We were supposed to stay in a hotel that night, although I knew that wouldn't be happening, I headed there to ask to borrow bedsheets and pillows - as there were none in the hospital. The owner overheard me explaining what had happened. I vaguely remember her saying that she would follow me to the hospital, but it didn't really register in my distressed mind. Later on when I was back at the hospital, I was walking through the entrance on my way to get some water, I did a double-take when I walked past the hotel owner. She had come to help, she had come to see Ben. “You must go to Thailand”, she told me straight away.

By some miracle, help had come. Pathana called the director of the hospital, a doctor from Bangkok, who said the same thing. “You must come to Thailand, we can help you."

Unspeakably relieve that we had finally found a solution, we could now focus on somehow getting to Bangkok, which was to be the greatest challenge. Pathana and Sirirat looked after us both so well for the remainder of our time in Luang Prabang. Sirirat gave me a mobile phone with a Laos number, and she had portable wifi so I could keep in touch with everyone at home. Angela, Ben's mum, booked out a flight to Bangkok from Belfast leaving that night.

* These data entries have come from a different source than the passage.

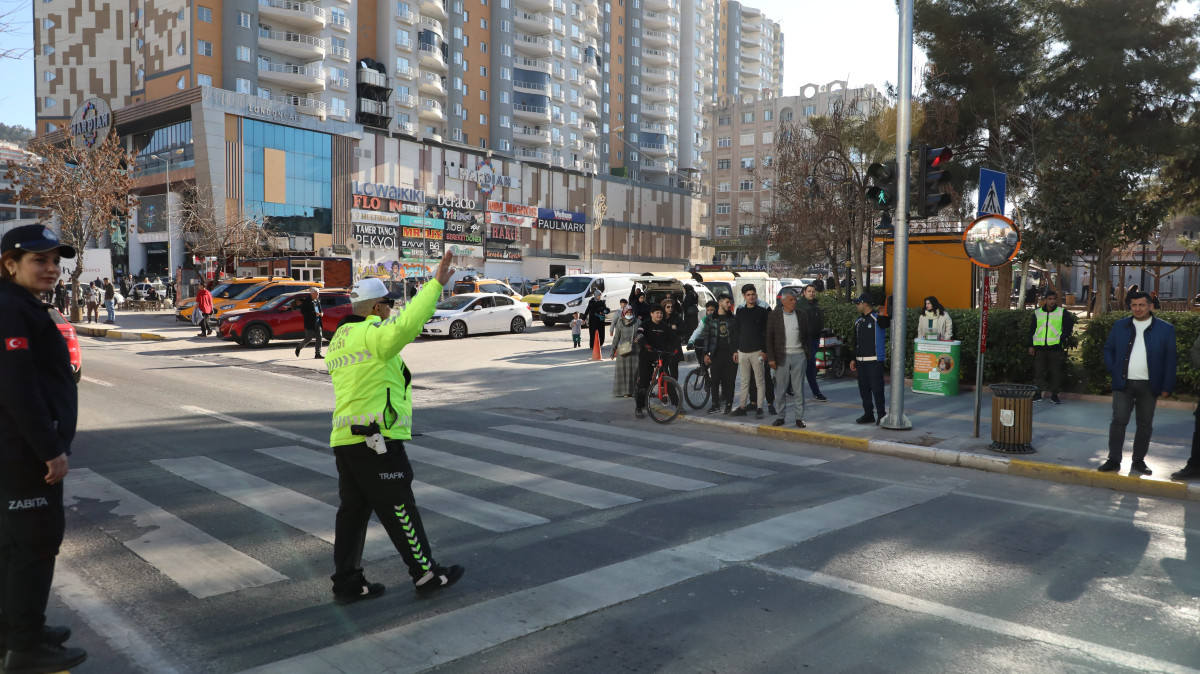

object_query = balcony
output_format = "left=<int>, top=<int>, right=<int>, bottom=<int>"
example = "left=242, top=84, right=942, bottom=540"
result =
left=512, top=56, right=554, bottom=74
left=418, top=72, right=446, bottom=96
left=512, top=10, right=554, bottom=35
left=512, top=32, right=554, bottom=56
left=512, top=126, right=551, bottom=145
left=258, top=61, right=325, bottom=92
left=258, top=0, right=326, bottom=30
left=416, top=0, right=450, bottom=19
left=512, top=106, right=550, bottom=124
left=420, top=98, right=446, bottom=121
left=258, top=28, right=325, bottom=61
left=420, top=44, right=448, bottom=72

Although we were uplifted by this new source of support, once darkness fell all the worry came back. Ben was still in a lot of pain and his condition certainly wasn't improving.

We received bad news the following morning. It takes a day to clear a patient to fly. The thought of another twenty four hours in the hospital was excruciating. Ben's leg needed to be seen too, there was no denying that the infection appeared to be spreading and he was weakening. I called the British Embassy but there wasn't anything they could do to speed it up.

We got through the day one way or another, Pathana came to see us a couple of times and sent her assistant to bring us food. Although the young couple in the room couldn't speak much English, we all shared food and bonded over our situation. From watching this couple, it became clear that in Laos the family members were to do the nursing. The nurses didn't appear to be trained correctly as they didn't seem to know how to put the I.V. in Ben's hand. The young guy in the room with us thankfully was a student doctor, so when the nurses came in, the guy would shout over instructions as to how to put the I.V. (which kept falling out) back in Ben's hand.

Even amongst the despair, there were many touching moments. Like when a young girl (also a patient of the hospital) spotted Ben and excitedly asked her mum to wheel her in. She had been learning English for several months (and spoke very well) and had never met a westerner before. When Ben told her he was an English teacher, she nearly passed out with excitement. It was as though she had met a rockstar.

Pathana's assistant (who couldn't speak English) dropped in and asked me to come to reception with him. He had brought another hotel guest along with him who appeared very confused. Eventually, we figured out the problem. The lady, also British, had been bitten by a cat. She had asked the guy to bring her to the hospital so she could get a rabies injection. She told me he had first brought her to a vet. I didn't know what I was supposed to do about this, but eventually I realised he wanted me to phone Sirirat - the only fluent English speaking doctor there.

Although I was beside myself with worry about Ben's condition, he seemed strong. We both believed everything would be okay when we got to Bangkok. Sirirat did show concern, the day before we flew to Bangkok she told me that Ben had developed symptoms of septicaemia, however she ensured me that he would be treated immediately once we got to Thailand. Another doctor told me they would probably remove Ben's leg. I tried to ignore this.. We had to hold on to our hopes of Bangkok, it was all we could do to get us through the long hours of waiting.